D'autre part, Me Bourdon dit aussi avoir reçu la visite d'un personnage énigmatique se présentant comme émissaire du président Bongo et l'informant de menaces pesant sur sa personne. Me Bourdon affirme que le visiteur lui a déclaré que le président gabonais était prêt à vendre un hôtel particulier à Paris au profit d'ONG de son pays, en contrepartie du retrait de la plainte.

"La pression sur nos coplaignants est énorme", assure M. Lebègue, le président de Transparency International-France. Si forte, semble-t-il, que deux contribuables congolais appartenant à une "plate-forme contre la corruption et l'impunité", qui devaient cosigner la plainte y ont renoncé, vendredi 28novembre, après avoir reçu des menaces explicites contre leurs familles.

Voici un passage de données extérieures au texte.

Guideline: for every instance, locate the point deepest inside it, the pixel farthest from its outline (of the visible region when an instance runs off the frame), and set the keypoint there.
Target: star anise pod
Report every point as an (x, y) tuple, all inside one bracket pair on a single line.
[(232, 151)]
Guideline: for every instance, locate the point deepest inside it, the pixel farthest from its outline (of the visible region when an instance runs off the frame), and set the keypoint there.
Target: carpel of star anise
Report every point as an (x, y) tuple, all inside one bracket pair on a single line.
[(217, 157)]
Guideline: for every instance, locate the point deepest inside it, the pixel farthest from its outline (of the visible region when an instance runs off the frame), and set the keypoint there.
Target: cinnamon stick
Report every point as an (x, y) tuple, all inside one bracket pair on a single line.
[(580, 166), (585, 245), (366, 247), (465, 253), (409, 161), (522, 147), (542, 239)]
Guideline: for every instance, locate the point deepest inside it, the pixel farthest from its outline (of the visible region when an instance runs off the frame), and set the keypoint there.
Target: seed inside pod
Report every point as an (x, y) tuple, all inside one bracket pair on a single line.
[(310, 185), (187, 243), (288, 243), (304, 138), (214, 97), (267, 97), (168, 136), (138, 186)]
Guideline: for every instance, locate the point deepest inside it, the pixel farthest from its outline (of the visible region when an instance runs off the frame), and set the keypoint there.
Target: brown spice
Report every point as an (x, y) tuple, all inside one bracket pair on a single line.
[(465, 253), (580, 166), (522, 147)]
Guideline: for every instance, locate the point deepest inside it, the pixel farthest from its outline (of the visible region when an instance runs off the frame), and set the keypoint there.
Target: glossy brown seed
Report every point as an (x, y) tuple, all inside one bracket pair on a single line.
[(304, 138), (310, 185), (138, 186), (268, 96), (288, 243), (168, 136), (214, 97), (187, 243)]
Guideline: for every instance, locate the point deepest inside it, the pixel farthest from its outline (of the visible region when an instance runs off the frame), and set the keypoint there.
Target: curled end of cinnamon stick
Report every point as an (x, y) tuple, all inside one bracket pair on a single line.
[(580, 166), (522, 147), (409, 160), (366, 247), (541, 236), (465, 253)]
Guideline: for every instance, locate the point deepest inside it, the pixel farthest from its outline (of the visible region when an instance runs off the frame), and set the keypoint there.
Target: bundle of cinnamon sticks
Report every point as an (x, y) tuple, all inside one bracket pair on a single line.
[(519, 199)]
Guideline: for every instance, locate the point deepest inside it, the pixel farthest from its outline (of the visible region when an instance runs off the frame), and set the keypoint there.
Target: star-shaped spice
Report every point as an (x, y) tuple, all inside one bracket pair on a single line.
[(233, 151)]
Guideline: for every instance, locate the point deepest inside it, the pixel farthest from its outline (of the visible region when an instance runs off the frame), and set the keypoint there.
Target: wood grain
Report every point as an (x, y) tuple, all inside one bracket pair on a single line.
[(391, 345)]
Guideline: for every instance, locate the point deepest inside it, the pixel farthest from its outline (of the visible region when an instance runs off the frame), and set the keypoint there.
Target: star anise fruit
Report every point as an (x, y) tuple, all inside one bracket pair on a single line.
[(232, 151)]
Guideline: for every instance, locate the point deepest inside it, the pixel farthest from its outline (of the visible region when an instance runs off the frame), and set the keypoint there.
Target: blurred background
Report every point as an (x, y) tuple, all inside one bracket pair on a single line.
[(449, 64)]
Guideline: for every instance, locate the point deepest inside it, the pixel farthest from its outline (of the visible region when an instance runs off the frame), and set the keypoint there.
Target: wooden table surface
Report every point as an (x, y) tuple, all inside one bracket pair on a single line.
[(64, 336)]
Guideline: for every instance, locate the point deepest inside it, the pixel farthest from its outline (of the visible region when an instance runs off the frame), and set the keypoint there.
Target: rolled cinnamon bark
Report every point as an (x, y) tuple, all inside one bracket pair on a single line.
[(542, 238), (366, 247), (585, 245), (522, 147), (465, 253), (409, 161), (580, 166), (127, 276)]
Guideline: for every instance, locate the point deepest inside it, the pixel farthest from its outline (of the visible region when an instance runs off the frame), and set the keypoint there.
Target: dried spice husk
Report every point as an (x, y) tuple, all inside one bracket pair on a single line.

Intimidation, mais aussi pressions sur le microcosme associatif de la diaspora : la nouvelle plainte sur les "biens mal acquis" a déclenché de multiples réactions. A Libreville (Gabon), une association baptisée "Touche pas à mon président" s'est constituée cet été pour dénoncer la "cabale" visant M. Bongo.

A Paris aussi, l'affaire est suivie de près. En avril, Nicolas Sarkozy avait fait prévaloir l'amitié d'Omar Bongo, doyen des chefs d'Etat africains influent mais controversé, sur ses déclarations de campagne favorables à un aggiornamento des relations franco-africaines et à la fin des "complaisances" à l'égard de certains régimes africains.

Il avait dépêché au palais présidentiel de Libreville le secrétaire général de l'Elysée, Claude Guéant, afin d'apaiser la colère du président gabonais suscitée par l'enquête sur ses immeubles à Paris et les critiques de Jean-Marie Bockel, alors secrétaire d'Etat à la coopération.

Avant d'être écarté de ce poste, M. Bockel avait affirmé que "certains pays ont d'importantes ressources pétrolières mais [que] leur population n'en bénéficie pas". Une assertion qui sonnait comme une approbation officielle de la plainte visant les "biens mal acquis".